17 January 2012

Review - Downing (2003) Validity: on the meaningful interpretation of assessment data

This article was first published on 27 January 2005.

Review - Downing (2003) Validity: on the meaningful interpretation of assessment data


Downing, S.M. (2003) Validity: on the meaningful interpretation of assessment data. Medical Education, 37, 830-837.

This paper concentrates largely upon the issue of validity and how it pertains to medical education. Downing says that all validity for medical education assessments is construct validity which can arise from five sources. Common misconceptions held about validity assessments are also discussed.

Validity should always be tested as a hypothesis, and is an essential component of research quality. Assessment tools are described as having degrees of validity rather than all or nothing properties. Curiously, this aspect of validity is somewhat at odds with the rest of the scientific method where a significant difference allows the researcher to say that “x affected y": never can a researcher say with confidence that their assessments are “valid” or not.

The description of validity is contained within the AERA Standards of Educational and Psychological Measurement, and now instead of there being different kinds of validity, all is now contained under a unitary concept, construct validity.

Construct validity arises from the postulation of theoretical constructs whose degree of relatedness to evidence is measured by empirical assessment.

Referring to the work of Kane, validity should be argued using an “evidentiary chain” with parallel means of investigation. This chain should related the empirical evidence with the “network of theory, hypotheses and logic". This process of analysis is an ongoing exercise.

Downing mentions that validity may be “typed” into five categories: content, response process, internal structure, relationship to other variables, and consequences. Within these sources are numbers of specific examples which Downing helpfully provides in a table.

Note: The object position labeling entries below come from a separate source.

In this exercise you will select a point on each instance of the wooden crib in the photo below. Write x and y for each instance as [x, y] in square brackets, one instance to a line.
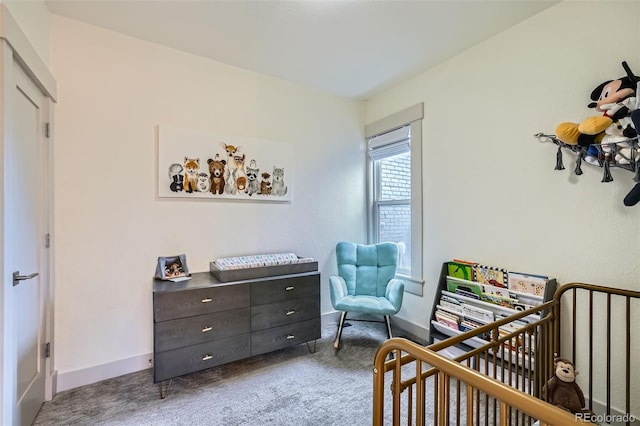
[502, 382]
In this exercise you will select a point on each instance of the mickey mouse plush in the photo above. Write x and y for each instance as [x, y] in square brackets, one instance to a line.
[615, 99]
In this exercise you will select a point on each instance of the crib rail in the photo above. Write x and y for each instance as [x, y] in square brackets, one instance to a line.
[501, 382]
[595, 323]
[486, 401]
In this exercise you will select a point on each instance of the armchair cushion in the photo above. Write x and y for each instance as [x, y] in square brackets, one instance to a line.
[366, 282]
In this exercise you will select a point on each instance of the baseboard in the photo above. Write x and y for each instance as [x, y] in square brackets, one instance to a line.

In review, the concept of validity as discussed here is very much the modern interpretation of the traditional ideas of Cronbach, Messick and others. However, it seems a complex way to determine whether a “test measures what it is supposed to measure".

One problem I see with this concept (rather: collection of concepts) is that a lot of the assessment relies on correlational data: these cannot allow a researcher to make certain claims, for correlations only show associations. While this may not affect the results of an assessment in practical and immediate terms, one is still left with the ambiguity of the cause of observed effects. A later article by Borsboom et al explains all this in more detail, and also discusses the problem with the old diminished concept of criterion validity substituting itself for construct validity. The entire concept of validity as discussed here relies upon the construction of a workable nomological network of theory into which the proposed constructs can be placed. Much research into validity doesn’t bother with this, and instead reviews validity post hoc rather than assessing it within the bounds of the scientific method.

In summary, this paper appears to offer a concise view of validity that updates the traditional concepts that are commonly referred to in assessment work. However, I feel that serious problems remain with the entire concept of what validity is, how it can be assessed, and its importance to the process of empirical enquiry.